One-piece flow is strongly connected to lean manufacturing. It moves each product to the next stage as soon as it is completed at the previous stage in the value stream. This brings lots of benefits. While I have written about one-piece flow before, in this post I would like to go into detail on the beautiful benefits of it.
I have written about one-piece flow before. One-piece flow moves each product to the next stage as soon as it is completed at the previous stage in the value stream. There is no accumulation of larger batches for moving material. There is also no production of batches in parallel at the same station. The basic idea of one-piece flow is that you do not wait until you have a pallet/box/batch of parts before moving them to the next process, but that you move smaller quantities more frequently. Ideally, the transport quantity is one. The benefit of one-piece flow is a reduction of fluctuations and hence a reduction of work-in-progress inventory. You don’t get a big box and then nothing, but you get the parts one by one, ideally just in time when you need them.
If done right, one-piece flow has several advantages, most of them connected to having less inventory. Let me give you an overview.
Better Visual Management
Having fewer parts makes it a lot easier to see the state of your operations. For example, fewer parts make it a lot easier to see which process may be the bottleneck that other processes are waiting for. You can also find deviations from the standard easier through this improved visual management.
I find that the value of visual management is often underestimated. However, seeing immediately what the status is can be really helpful. Ideally you can see this directly by observing workers, processes, and inventories, but often additional information can be provided by andon boards or stack lights.
Faster Detection of Defects
One-piece flow, if done right, is likely to reduce the inventory, or at least the difference between the previous batch size and the new batch size. Due to this reduced inventory, you will detect defects faster. A highly simplified example with two processes is below. At one point, the first process starts to produce defective parts. This will be noticed by the second process. The fewer parts you have between the processes, the faster you will notice the problem. This reduces the number of parts that have to be thrown out or repaired.

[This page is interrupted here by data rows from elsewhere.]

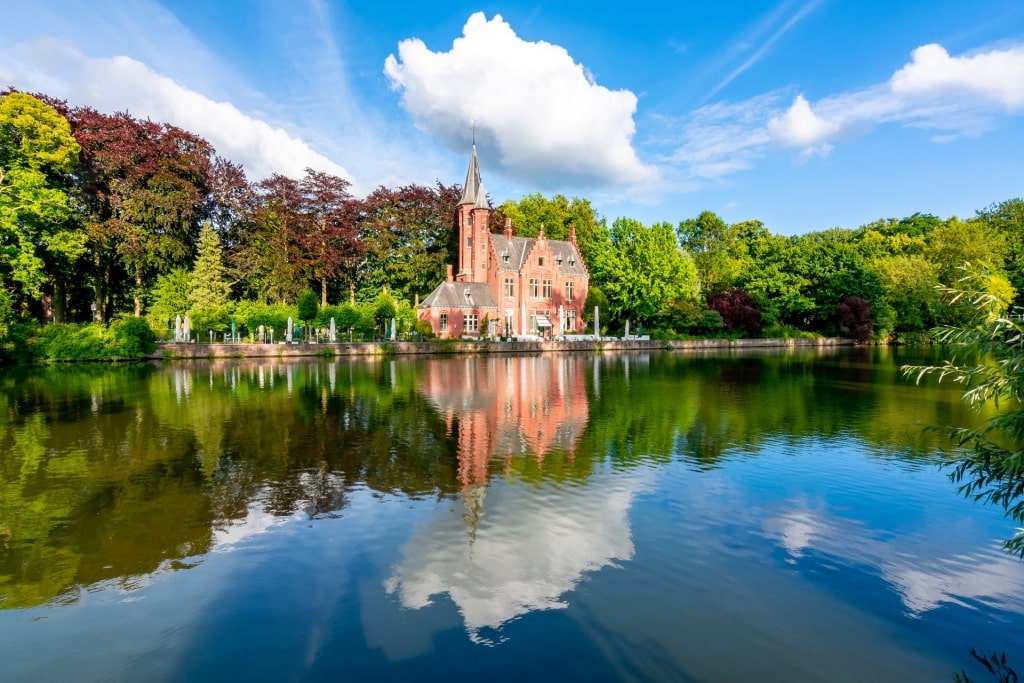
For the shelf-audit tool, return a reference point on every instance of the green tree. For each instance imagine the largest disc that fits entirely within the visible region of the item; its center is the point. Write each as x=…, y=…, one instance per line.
x=644, y=270
x=988, y=363
x=717, y=250
x=956, y=243
x=908, y=285
x=1007, y=218
x=557, y=215
x=39, y=240
x=170, y=295
x=307, y=306
x=209, y=287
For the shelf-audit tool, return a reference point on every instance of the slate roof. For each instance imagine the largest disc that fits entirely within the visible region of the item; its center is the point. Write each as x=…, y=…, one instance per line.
x=518, y=248
x=461, y=295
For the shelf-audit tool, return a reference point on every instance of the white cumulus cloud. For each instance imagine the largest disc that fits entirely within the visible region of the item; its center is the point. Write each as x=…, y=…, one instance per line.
x=996, y=76
x=541, y=112
x=123, y=84
x=800, y=126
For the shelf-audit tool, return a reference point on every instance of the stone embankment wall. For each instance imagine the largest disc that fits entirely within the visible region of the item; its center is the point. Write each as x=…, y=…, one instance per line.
x=184, y=351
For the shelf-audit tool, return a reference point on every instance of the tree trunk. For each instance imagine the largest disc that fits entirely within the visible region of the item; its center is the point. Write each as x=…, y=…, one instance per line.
x=59, y=299
x=137, y=294
x=99, y=291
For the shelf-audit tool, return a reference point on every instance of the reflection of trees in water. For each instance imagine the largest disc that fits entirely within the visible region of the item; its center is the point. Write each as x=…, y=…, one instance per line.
x=119, y=471
x=702, y=408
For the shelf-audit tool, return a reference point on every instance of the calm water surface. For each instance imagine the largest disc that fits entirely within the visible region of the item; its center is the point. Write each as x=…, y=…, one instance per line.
x=771, y=517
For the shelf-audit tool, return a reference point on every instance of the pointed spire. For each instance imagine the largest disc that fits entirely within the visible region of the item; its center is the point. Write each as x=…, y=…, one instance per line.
x=472, y=189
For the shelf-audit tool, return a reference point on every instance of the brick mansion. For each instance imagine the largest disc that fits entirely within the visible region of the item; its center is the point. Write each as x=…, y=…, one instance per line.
x=506, y=285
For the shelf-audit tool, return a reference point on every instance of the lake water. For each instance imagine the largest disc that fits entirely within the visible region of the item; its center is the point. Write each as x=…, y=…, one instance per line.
x=778, y=516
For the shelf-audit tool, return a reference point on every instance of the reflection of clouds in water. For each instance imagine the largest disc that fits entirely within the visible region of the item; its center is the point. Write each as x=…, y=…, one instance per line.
x=257, y=521
x=525, y=552
x=923, y=584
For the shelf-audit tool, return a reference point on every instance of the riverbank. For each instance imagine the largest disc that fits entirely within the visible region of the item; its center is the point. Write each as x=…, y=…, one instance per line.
x=462, y=347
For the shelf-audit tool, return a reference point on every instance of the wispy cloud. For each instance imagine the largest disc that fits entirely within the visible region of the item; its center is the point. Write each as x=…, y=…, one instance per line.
x=761, y=43
x=956, y=96
x=123, y=84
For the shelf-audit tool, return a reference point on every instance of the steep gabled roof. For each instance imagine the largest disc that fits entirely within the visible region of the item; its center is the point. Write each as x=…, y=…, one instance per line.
x=516, y=250
x=566, y=256
x=461, y=295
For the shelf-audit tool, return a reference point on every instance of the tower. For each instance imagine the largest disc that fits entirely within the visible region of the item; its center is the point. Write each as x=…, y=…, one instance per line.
x=474, y=217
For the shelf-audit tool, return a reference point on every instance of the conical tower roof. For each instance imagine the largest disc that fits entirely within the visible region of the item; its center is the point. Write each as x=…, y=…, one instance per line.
x=472, y=189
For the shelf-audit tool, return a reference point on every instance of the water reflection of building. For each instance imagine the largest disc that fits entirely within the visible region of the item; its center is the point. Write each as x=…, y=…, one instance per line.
x=512, y=550
x=507, y=407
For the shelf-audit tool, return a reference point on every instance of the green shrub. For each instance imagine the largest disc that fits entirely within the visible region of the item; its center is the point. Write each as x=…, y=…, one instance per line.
x=131, y=338
x=779, y=331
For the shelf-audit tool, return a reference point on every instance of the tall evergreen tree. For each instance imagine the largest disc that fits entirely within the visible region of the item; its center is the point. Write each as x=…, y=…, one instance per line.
x=210, y=289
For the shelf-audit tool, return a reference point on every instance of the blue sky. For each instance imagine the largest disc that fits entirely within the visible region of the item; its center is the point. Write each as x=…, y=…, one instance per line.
x=803, y=114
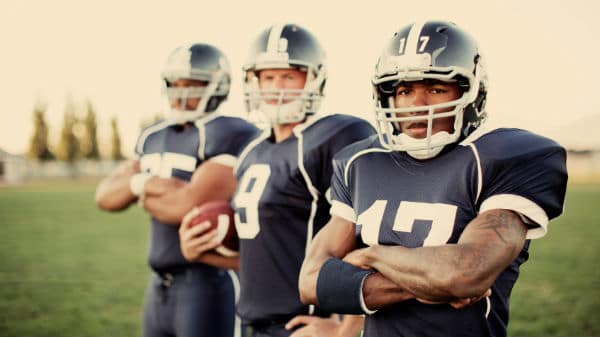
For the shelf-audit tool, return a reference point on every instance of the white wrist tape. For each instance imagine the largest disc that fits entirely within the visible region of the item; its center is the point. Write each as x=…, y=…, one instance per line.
x=137, y=182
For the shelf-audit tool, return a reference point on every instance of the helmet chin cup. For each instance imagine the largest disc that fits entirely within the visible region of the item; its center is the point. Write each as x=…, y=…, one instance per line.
x=282, y=113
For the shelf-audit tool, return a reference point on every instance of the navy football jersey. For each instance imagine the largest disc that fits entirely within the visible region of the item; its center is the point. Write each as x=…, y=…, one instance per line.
x=168, y=150
x=397, y=200
x=281, y=202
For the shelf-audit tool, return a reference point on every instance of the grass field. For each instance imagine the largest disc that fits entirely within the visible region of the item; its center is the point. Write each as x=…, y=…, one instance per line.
x=67, y=269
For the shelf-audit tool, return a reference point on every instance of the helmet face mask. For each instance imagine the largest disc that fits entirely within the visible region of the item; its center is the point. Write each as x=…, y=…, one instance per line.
x=200, y=63
x=431, y=51
x=284, y=47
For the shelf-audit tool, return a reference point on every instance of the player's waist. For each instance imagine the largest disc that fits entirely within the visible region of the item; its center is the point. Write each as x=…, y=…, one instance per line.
x=169, y=276
x=282, y=319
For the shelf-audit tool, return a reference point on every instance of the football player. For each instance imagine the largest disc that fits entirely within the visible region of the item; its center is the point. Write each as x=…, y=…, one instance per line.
x=284, y=176
x=181, y=161
x=444, y=206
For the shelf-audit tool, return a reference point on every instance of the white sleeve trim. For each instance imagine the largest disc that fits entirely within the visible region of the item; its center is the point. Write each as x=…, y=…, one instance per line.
x=224, y=159
x=342, y=210
x=525, y=207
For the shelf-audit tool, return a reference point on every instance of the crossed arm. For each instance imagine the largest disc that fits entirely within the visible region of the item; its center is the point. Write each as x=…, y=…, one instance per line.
x=456, y=273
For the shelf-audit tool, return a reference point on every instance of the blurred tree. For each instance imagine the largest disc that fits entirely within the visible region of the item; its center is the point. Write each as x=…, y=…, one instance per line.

Your quality will improve if you find defects faster. In some cases, however, quality can also improve due to one-piece flow reducing the likelihood of a defect in the first place. Especially for larger parts, batch processing may be a bit more chaotic. Assume you want to make a batch of 12 engine blocks as a batch as illustrated in the image. You add 12 crankshafts, always walking to each engine, then the pistons for each engine, and many more parts. How certain are you that you have not overlooked one engine when walking between these engines?
Sure, if it is a crankshaft, you will notice if it is missing. But how about a simple O-ring, or one screw? In my view this has quite a bit of potential for mix-ups.
Less Inventory and Hence Shorter Lead Time
One-piece flow can reduce the inventory. Please do note, however, that inventory reduction is also possible without one-piece flow. We have inventory first and foremost to reduce fluctuations. Reducing fluctuations allows you to reduce inventory. (Alternatively, if you can afford to run out of stock, you can also reduce inventory without reducing fluctuations, but that is not always an option).
One piece flow is one way to reduce fluctuations. If you always fill a box/barrel/pallet or other kind of container with material before moving it to the next station, you have at least the fluctuation from filling and emptying your container repeatedly, even if there is no other fluctuation. Hence, one-piece flow will reduce this fluctuation, and hence allows you to reduce the inventory. Depending on the chaos in your system, however, this may be only a small part of the overall fluctuations.
But once the inventory is reduced, you also reduced the lead time. This reduced inventory will increase the flexibility of the production system. Reduced inventory will lead to faster lead times. Any changes will propagate though the system much faster, no matter if it is a custom order, a design change, or a new product.
In many cases, one-piece flow can also improve efficiency by reducing material handling. Normally, you pick up the completed part and put it down in the batch. Later, you pick the part up again and put it in the next process. Hence, you need at least two material-handling steps, and potentially more if you move the material into storage and back out again.
If there is no buffer between the stations, then you need only one material handling: Pick up the part from the previous step and move it into the next step. This is one of the reasons why Chaku Chaku lines are so efficient. See also the animation at the beginning of this article.
Better Cash Flow
Finally, there is better cash flow due to reduced lead time. Again, this is probably not a huge effect from one-piece flow alone, as other fluctuations may prevent you from reducing your inventory even more. But it helps to get the products to the customer faster and hence gets you paid quicker.
Overall, there are quite a few advantages to one-piece flow – some larger, some smaller. But especially if you have already reduced your fluctuations, going to one-piece flow can help you to become even better. Now, go out, flow where you can and pull where you can’t, and organize your industry!
P.S.: This blog post was inspired by a rolling ball lean game by David Barroso Perez and Jannis Schulz. Many thanks for showing me 🙂
2 thoughts on “What Are the Advantages of One-Piece Flow?”
When work content is coordinated with takt time, each task taking (takt time – %), workers get into flow and problem identification becomes even better. Takt time is a vital consideration in designing one-piece flow.
All this for a better competitive position!